Control your camera from your smartphone

1 minute read

Alpine LaboratoriesThat, sitting up there in the hotshoe? That's Pulse

As we’ve said before, we tend to give Kickstarter projects a wide berth. But when a project is a) already funded and b) awesome we tend to pay attention. And that’s just the case with Pulse.

Essentially it’s a remote trigger for your camera that plugs into your Canon or Nikon DSLR or mirrorless camera’s USB port (its only using the hotshot in the image as a physical mount) and links up with your smartphone via bluetooth. It’s small, it’s light, it’s got a hundred foot reach, it features wireless image preview, and it looks agreeably like you’ve just taken your camera off of the set of Tron.

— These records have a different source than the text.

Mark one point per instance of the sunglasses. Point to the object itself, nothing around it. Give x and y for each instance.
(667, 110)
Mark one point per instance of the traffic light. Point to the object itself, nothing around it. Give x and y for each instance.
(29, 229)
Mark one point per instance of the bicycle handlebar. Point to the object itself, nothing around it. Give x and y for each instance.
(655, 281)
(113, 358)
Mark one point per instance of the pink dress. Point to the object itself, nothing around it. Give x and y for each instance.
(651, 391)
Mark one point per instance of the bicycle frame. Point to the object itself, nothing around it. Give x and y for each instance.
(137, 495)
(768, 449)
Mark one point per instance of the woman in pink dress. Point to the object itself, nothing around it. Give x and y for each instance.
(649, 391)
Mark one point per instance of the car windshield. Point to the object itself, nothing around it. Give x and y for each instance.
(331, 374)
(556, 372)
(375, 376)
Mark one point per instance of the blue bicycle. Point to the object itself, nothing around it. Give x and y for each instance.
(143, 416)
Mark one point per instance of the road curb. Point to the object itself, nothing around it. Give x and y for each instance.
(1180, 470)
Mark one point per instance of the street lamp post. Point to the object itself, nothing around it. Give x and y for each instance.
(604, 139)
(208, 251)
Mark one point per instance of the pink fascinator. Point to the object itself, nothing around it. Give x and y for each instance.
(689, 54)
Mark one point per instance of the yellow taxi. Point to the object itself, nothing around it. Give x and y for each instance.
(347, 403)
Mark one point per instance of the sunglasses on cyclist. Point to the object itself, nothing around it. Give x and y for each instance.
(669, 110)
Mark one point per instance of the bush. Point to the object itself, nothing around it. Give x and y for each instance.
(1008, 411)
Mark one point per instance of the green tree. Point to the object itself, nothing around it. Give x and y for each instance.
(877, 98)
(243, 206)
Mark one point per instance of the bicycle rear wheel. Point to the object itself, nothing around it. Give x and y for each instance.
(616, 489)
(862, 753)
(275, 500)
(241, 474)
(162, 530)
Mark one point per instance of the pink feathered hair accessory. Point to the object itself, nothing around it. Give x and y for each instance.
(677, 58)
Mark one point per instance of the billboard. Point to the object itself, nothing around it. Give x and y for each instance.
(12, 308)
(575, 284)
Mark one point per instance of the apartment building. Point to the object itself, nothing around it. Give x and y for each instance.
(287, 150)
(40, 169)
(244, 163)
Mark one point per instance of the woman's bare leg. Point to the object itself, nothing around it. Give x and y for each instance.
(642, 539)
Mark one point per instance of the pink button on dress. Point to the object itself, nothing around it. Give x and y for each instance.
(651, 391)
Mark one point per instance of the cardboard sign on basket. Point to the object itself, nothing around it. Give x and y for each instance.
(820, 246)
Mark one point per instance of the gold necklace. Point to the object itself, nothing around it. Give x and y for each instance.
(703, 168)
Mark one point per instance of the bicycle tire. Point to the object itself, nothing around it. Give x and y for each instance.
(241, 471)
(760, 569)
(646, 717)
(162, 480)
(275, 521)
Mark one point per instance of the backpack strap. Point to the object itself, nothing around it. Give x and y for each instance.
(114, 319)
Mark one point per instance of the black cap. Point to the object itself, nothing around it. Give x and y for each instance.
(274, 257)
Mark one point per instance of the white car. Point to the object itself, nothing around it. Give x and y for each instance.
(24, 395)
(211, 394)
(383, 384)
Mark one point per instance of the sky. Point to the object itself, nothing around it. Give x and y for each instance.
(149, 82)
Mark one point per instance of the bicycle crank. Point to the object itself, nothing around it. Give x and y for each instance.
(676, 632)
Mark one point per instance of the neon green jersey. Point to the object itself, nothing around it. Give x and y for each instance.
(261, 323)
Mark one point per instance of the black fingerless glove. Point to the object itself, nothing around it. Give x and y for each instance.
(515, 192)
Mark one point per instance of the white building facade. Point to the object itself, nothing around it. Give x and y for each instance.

Remote triggers are, of course, mighty handy in all sorts of situations — protecting both the camera from vibration when setting up long exposures and you from the cold when the weather is inclement (the point in the marketing video where the guy takes a mountainscape picture from inside his tent makes that point fairly adroitly).

But this is the age of the fully-featured app, and so Pulse takes things a step further and allows you to control pretty much all of your camera settings through your phone, including shutter speed, aperture, ISO and even checking picture histograms. And, because it connects through the USB port rather than the trigger port, it also lets you start and stop video.

Up to three cameras can be controlled simultaneously, exposure ramping allows you to alter ISO and shutter speed to cross day/night transitions during timelapse, and the app will even let you know about problems such as a low battery or gnarly buffering time during timelapse shooting.

All in all it’s no wonder that the projected $100 unit has been dramatically over-funded already with weeks still to go of the crowd-funding cycle. The only real wrinkle we can see is that it doesn’t work with Sony cameras, as when tethered via USB Sony units will not allow images to be saved to the memory card of the camera. “You can change your ISO and aperture, but you can't actually take and save a photo,” says the company.

Hopefully, by the time Pulse ships in April, that might have changed.